Friday, June 7, 2013

There’s tax fraud and then there’s just not trying very hard

So apparently the VAT tax from last year increase has been completely counteracted by an increase in “fraud”. Well, it turns out that most of this supposed fraud is happening at big companies that do aggressive tax planning.

Which is really a way so say that the government can’t be bother to actually close the loopholes that allow these companies to get away with paying so little tax. In the case of most multinationals, it’s mostly done by “transfer pricing”, where the Spanish subsidiary buys its products from another subsidiary in a low-tax country at an inflated price. The subsidiary then sells the product at zero profit in Spain, thus paying very little in taxes in Spain.

Spain has anti-transfer pricing rules since 2008, which might work if it weren’t for the fact that many multinationals use Irish subsidiaries to house their intellectual property, taking advantage of generous Irish tax rules (which don’t have transfer pricing rules). The “double Irish” arrangement is widely used by Apple, Facebook, Starbucks, etc.

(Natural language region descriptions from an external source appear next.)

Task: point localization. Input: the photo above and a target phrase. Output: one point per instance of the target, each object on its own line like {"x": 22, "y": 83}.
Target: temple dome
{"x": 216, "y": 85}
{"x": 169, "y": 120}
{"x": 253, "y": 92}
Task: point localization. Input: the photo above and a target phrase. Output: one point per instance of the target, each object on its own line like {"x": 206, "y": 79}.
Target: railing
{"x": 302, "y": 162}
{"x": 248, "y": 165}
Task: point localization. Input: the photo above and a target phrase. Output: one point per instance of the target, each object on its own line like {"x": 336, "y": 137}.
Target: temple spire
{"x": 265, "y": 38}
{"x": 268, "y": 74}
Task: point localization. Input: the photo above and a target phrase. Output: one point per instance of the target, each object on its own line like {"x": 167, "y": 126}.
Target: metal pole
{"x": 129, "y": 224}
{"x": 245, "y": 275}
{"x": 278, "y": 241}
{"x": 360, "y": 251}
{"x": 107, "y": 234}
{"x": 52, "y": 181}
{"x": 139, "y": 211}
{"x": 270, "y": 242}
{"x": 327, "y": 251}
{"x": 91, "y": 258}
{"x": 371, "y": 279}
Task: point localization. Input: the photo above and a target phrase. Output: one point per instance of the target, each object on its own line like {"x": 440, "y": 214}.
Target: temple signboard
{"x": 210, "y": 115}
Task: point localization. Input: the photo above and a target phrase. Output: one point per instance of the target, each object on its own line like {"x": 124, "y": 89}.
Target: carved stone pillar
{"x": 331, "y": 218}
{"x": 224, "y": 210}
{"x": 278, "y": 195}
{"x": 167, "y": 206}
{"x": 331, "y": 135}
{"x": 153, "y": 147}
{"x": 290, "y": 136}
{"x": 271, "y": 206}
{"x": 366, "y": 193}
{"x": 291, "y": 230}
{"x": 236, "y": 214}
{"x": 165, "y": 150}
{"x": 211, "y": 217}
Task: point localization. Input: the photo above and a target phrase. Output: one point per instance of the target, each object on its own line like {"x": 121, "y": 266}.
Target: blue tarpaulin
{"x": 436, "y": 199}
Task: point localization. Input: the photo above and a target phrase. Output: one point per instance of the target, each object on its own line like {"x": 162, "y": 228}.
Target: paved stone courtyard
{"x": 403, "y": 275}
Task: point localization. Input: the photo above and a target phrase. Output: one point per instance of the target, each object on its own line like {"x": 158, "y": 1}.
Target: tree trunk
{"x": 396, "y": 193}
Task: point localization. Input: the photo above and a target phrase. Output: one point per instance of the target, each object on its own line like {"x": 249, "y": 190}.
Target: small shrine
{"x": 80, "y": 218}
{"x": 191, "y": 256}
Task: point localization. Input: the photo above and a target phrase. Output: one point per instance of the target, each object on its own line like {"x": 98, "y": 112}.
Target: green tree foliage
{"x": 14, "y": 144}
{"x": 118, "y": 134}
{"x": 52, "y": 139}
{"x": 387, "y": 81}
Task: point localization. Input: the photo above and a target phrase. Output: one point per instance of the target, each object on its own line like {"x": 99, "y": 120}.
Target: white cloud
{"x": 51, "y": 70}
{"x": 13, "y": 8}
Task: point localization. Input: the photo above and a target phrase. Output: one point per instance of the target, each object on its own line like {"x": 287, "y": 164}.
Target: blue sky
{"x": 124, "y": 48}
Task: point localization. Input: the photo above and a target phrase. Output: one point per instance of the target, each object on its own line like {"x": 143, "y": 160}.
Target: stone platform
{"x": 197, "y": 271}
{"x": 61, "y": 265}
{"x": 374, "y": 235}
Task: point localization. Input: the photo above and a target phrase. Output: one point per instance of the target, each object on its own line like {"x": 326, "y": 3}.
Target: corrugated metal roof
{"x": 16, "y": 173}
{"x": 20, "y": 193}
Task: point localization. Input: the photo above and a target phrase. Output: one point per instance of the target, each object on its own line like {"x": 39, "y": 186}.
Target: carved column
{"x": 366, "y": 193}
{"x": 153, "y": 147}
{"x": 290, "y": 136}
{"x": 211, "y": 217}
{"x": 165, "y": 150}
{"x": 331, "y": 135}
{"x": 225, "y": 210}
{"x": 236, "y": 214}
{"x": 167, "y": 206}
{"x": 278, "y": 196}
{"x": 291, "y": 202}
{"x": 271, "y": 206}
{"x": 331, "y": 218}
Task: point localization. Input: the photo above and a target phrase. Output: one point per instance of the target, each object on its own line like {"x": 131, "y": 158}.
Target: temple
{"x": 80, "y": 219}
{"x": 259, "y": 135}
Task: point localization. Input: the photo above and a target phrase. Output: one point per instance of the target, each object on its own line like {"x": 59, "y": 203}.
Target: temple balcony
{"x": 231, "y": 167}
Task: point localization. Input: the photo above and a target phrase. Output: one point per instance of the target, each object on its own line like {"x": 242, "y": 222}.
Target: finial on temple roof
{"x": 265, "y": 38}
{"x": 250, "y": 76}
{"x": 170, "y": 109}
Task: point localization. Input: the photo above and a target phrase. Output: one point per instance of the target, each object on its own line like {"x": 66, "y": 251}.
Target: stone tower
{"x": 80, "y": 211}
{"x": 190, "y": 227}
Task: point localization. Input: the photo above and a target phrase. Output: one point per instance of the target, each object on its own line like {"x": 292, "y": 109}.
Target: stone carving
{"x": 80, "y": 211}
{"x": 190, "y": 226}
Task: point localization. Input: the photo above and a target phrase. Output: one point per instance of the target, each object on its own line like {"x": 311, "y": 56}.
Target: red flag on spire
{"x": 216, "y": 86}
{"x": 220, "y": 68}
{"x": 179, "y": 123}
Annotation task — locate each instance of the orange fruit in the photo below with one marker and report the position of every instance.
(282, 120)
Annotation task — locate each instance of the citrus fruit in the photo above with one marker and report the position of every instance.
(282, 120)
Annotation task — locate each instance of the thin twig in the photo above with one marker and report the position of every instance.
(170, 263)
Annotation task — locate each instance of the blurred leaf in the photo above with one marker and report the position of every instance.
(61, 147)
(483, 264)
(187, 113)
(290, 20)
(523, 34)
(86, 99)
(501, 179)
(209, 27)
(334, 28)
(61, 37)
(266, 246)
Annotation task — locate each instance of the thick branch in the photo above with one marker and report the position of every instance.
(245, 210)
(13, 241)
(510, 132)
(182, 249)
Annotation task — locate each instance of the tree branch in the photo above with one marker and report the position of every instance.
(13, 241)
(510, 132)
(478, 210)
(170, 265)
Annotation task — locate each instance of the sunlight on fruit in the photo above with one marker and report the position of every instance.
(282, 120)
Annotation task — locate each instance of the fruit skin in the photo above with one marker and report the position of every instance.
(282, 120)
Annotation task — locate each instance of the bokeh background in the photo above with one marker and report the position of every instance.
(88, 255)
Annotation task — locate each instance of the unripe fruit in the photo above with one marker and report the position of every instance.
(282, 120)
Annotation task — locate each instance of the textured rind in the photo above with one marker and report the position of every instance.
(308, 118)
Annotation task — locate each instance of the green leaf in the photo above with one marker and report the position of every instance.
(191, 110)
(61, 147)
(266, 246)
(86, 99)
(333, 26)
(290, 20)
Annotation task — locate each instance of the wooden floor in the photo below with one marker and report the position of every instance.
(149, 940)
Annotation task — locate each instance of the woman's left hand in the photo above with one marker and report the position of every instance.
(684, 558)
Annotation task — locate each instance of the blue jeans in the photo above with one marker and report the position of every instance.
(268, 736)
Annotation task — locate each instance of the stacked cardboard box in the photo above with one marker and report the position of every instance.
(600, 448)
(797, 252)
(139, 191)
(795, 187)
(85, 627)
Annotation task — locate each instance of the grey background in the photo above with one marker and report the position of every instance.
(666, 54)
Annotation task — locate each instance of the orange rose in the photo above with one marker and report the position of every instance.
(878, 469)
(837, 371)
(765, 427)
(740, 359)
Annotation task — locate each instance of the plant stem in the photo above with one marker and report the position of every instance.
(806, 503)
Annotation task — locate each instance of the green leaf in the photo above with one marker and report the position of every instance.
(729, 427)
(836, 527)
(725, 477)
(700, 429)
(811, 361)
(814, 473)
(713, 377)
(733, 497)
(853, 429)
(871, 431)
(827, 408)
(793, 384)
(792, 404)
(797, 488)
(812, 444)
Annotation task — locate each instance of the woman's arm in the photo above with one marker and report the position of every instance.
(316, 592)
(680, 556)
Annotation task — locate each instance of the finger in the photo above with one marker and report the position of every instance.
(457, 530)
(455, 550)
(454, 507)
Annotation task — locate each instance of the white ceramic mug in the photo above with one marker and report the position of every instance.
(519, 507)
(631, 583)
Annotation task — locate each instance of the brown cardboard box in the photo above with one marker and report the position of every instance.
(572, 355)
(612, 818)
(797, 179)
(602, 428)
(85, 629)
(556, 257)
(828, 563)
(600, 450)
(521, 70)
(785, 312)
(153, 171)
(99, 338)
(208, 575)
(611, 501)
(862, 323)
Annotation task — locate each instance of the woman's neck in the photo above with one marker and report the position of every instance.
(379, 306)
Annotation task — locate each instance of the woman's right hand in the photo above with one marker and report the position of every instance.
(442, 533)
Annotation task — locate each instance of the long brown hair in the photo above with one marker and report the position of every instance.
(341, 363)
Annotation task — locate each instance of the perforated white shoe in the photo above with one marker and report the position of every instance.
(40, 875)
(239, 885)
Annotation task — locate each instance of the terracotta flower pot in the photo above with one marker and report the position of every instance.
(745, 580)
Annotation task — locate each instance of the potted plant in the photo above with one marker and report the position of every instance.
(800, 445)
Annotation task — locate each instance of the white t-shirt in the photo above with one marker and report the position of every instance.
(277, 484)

What could Spain do? Well, one way to start would be to threaten to cancel the double-taxation treaty with Ireland. Ireland has much more to gain the Spain from the current arrangement. Hell, the EU could probably even just bribe Ireland into removing the rules for a small fraction of current cost of Irish tax avoidance.

It’s strange that the EU hasn’t made more efforts in this regard, since the worst abusers are by far US-based companies, and the increase in taxation would have significantly positive impact on EU deficits, without negatively impacting European companies.